All six local universities have raised their tuition fees for the new academic year, largely to pay for rising operating costs, including that of creating online learning systems, they said.
Since 2010, university fees have gone up every year.
The fee hikes for local undergraduates this year range from 0.6 per cent to 8 per cent - similar to previous years.
But for most undergraduate courses, the increase is about 1 to 1.5 per cent for the new intake, the Ministry of Education said.
As with previous hikes, the increase will be bigger for permanent residents and foreigners than for citizens.
At SIM University (UniSIM), fees are based on modules taken in a particular year and fee hikes can affect all students. The remaining five universities use a cohort-based fee model, so only new students will be affected.
Tuition fees for male students who applied for places before national service will be pegged to their date of offer acceptance.
At the National University of Singapore (NUS), fees for most courses will rise by about 1.5 per cent for local undergraduates, but will jump by about 5 to 8 per cent for a handful of courses - dentistry, medicine, law and music.
For instance, fresh law students can expect to pay about $12,400 a year - 6.4 per cent, or $750, more than the previous fee of $11,650, while new music undergraduates will pay $11,950 a year - 8 per cent, or $900, more than the previous fee of $11,050.
Nursing is the only NUS course with no fee increase this year.

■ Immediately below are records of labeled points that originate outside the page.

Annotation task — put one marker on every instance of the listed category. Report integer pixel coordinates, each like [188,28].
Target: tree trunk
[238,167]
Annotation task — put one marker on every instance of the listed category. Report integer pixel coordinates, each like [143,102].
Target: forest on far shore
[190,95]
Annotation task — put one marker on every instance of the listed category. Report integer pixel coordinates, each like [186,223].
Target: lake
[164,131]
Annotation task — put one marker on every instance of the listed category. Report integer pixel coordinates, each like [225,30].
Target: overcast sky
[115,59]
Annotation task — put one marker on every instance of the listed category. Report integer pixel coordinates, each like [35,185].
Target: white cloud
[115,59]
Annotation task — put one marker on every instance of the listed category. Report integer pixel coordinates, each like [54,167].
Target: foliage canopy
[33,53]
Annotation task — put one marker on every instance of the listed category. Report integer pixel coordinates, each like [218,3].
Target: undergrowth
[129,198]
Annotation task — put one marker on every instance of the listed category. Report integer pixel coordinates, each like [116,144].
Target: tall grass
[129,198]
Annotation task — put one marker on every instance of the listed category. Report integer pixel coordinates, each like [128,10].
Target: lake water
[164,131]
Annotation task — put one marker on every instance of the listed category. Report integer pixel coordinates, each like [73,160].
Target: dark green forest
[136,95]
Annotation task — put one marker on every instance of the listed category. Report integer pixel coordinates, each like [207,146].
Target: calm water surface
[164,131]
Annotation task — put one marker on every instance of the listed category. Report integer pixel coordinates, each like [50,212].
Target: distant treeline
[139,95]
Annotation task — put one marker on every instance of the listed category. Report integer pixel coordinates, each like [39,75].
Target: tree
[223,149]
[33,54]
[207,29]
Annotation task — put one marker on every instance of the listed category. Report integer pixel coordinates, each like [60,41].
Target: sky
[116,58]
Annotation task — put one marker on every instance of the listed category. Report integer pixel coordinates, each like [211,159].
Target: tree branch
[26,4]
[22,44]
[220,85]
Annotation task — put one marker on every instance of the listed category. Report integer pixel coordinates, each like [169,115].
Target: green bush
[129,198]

Professor Tan Eng Chye, its deputy president of academic affairs and provost, said the cost varies across different degree programmes, depending on the faculty, equipment and operating costs, among other things.

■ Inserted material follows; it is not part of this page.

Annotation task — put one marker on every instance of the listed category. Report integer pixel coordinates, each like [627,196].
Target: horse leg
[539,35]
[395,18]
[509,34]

The fee hike at Nanyang Technological University (NTU) is about 1.3 per cent for Singaporeans in most courses. Its biggest rise of 3.8 per cent, or $1,200 a year, is for medicine.
Professor Kam Chan Hin, its senior associate provost of undergraduate education, said the revised fee will partially defray inflationary costs and costs of improving students' learning experience. This includes implementing "flipped classrooms" where students learn content online outside of the classroom and then discuss questions in class.

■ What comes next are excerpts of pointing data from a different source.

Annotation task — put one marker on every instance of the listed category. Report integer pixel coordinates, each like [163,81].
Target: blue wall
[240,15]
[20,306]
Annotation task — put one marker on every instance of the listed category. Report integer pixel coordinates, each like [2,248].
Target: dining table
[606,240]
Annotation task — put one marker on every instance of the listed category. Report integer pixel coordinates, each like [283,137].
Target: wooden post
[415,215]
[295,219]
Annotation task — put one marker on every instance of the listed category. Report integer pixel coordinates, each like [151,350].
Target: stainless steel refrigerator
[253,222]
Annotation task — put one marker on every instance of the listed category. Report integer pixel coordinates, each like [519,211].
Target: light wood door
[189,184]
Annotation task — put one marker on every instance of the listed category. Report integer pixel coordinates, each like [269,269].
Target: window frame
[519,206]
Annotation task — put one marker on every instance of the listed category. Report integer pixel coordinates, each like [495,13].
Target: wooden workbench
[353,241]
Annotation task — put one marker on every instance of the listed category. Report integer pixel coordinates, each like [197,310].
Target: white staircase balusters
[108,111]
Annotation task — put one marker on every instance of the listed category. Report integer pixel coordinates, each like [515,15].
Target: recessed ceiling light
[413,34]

Freshmen at UniSIM can expect to pay about 2 per cent more for an entire degree course.
The increase was due to higher operating costs, particularly the manpower cost of holding smaller seminar-style classes, and the development cost of its e-learning infrastructure, it said.
All six institutions said that financial help - scholarships, bursaries and loans - is available.
Former Anderson Junior College student Won Jia Min, 19, who plans to study history at NUS or NTU this year, said: "Even though the fees have risen, I will still apply. Singapore universities are reputable and to study at a local university is a privilege."